眉を顰め、心配そうな声で尋ねられた。その言葉に一瞬目を見開いたが、すぐに目を閉じ、笑った。

「大丈夫でしたよ。あたしは、巻き込まれていませんでしたから」
「……そうか」
「あたしよりも、千鶴のほうが怖い思いをしたんだもの。……あの子に怪我がなくて本当に良かった…」

父親の情報に気分が一気に上がった千鶴は、沖田さんに相談もしないで行ってしまった。山南さんの言う通り、千鶴の落ち度が原因でもあった。
でも、無事で本当に良かった。

「俺は、お前のほうが怪我なくて良かったよ。隊士から聞いたぜ。自分たちが揉め合ってた浪士たちの方を名前が任せてくれたってよ」
「……そんな事まで知ってたのですか」

何も話が出てなかったから知られてないと思っていた。けど、口元が緩い隊士たちはすでに幹部の皆に伝えていたとは…。
だからこそ、左之助さんはあたしも心配してくれたのだろう。

「あんまり、自分から前に立とうとするんじゃねぇ」
「……ありがとうございます」

素直に礼を言うけれど、従うつもりはなかった。
あたしに出来ることがあるなら、皆の前に立って身代りになる決意を持っている。死ぬつもりはないけれど、この人達を守りたいと思っているから、約束はできない。

「左之助さんも出動されるんですよね?」
「ん?ああ。俺は四国屋にな。二手に分かれるって土方さんは言ってたぜ」
「もう一つは…?」
「池田屋だ。奴等は、頻繁に使ってたからな」
「……」

その言葉にあたしは黙りこくってしまった。
史実に沿うならば、本命は池田屋だろう。四国屋に土方さん率いる隊士二十四名に対し、池田屋は近藤局長率いる隊士十名だったはず。そして、この事件で沖田さんと平助が負傷する。そして、一人隊士が命を落とすことも。

「っ…」

本命は池田屋だって言いたい。でもできない。言えるはずがなかった。
それに、土方さん達とも約束をした。あたしが約束を破るわけにはいかないんだ。でも、目の前で消える命をみすみす見逃すわけにはいかない。

「緋真」
「!」

ぽん、と優しい手つきで頭を撫でられた。ハッと面を上げれば、目を細めてあたしを見る左之助さんが。怪訝そうな表情ではなくて、あたしを安心させるような笑みを浮かべていた。

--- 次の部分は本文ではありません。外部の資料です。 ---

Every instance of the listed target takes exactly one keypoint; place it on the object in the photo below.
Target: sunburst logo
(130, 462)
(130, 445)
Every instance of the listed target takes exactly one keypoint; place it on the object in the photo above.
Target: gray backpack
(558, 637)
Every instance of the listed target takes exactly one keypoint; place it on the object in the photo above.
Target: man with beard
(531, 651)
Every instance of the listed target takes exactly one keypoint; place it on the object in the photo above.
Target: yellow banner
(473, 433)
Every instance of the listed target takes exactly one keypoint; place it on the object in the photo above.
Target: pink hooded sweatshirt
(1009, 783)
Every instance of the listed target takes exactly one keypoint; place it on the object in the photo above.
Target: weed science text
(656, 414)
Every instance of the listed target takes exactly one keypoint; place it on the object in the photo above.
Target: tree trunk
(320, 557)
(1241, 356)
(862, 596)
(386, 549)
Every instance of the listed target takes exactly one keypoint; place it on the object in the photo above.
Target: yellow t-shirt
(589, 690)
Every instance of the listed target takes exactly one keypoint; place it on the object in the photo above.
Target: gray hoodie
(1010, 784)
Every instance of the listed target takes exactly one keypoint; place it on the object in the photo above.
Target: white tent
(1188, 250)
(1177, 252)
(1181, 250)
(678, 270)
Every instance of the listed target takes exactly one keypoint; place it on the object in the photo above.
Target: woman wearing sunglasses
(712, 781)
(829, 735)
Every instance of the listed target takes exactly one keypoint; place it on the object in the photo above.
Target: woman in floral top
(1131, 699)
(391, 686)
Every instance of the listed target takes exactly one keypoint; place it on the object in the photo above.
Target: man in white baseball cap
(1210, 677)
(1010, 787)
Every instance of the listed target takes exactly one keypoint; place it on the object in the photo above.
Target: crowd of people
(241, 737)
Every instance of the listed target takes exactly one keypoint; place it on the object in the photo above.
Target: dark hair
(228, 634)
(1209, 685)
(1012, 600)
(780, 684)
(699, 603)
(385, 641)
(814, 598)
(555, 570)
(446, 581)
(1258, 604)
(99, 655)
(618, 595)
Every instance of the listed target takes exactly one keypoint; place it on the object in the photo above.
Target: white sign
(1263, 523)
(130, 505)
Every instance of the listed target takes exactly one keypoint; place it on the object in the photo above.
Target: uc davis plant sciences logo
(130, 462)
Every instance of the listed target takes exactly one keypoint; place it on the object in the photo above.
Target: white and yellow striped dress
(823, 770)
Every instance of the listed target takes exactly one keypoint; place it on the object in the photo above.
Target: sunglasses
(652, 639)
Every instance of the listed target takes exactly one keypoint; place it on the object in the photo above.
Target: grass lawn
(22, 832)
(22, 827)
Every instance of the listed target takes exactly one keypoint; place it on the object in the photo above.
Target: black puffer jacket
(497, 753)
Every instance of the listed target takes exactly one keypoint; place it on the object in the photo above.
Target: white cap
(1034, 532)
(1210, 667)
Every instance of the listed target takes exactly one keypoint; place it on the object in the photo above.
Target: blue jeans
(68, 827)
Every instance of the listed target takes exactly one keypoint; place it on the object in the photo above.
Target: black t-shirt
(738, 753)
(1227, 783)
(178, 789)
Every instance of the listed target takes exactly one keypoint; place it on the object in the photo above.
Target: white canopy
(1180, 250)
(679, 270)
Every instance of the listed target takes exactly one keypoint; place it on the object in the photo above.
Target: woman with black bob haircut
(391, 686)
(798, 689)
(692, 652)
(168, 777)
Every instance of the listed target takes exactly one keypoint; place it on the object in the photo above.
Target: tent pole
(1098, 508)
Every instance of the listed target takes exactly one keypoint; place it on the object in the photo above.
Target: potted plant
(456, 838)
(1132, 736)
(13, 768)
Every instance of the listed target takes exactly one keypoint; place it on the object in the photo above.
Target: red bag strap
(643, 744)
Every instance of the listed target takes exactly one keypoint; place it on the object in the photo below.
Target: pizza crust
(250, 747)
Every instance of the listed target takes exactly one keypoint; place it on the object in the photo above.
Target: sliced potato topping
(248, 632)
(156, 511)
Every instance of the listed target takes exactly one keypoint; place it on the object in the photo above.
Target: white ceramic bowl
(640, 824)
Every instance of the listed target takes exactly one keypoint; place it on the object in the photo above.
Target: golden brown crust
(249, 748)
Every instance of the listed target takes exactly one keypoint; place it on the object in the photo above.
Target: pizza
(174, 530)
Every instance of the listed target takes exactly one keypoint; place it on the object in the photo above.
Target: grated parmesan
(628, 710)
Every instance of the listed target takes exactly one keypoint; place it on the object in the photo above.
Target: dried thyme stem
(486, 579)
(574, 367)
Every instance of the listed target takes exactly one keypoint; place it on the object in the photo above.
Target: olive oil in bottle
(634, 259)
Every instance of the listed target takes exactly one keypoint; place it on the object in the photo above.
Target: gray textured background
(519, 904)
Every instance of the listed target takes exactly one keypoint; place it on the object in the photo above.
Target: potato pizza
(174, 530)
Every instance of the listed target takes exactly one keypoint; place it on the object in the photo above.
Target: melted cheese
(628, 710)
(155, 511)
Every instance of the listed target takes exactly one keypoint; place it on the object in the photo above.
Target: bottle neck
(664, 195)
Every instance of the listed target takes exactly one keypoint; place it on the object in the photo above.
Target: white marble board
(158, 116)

「心配するな。お前は、俺達の帰りを待ってくれたらいい」
「左之助さん……」
「女は黙って待って、男を信じてくれや」
「……」

目を瞠って、左之助さんの言葉に数秒時間をかけて理解したけど、すぐにあたしは小さく笑ってみせた。

「…お気をつけて。此処で、待ってます」

そう言えば、左之助さんは「おう」と強く答えてくれた。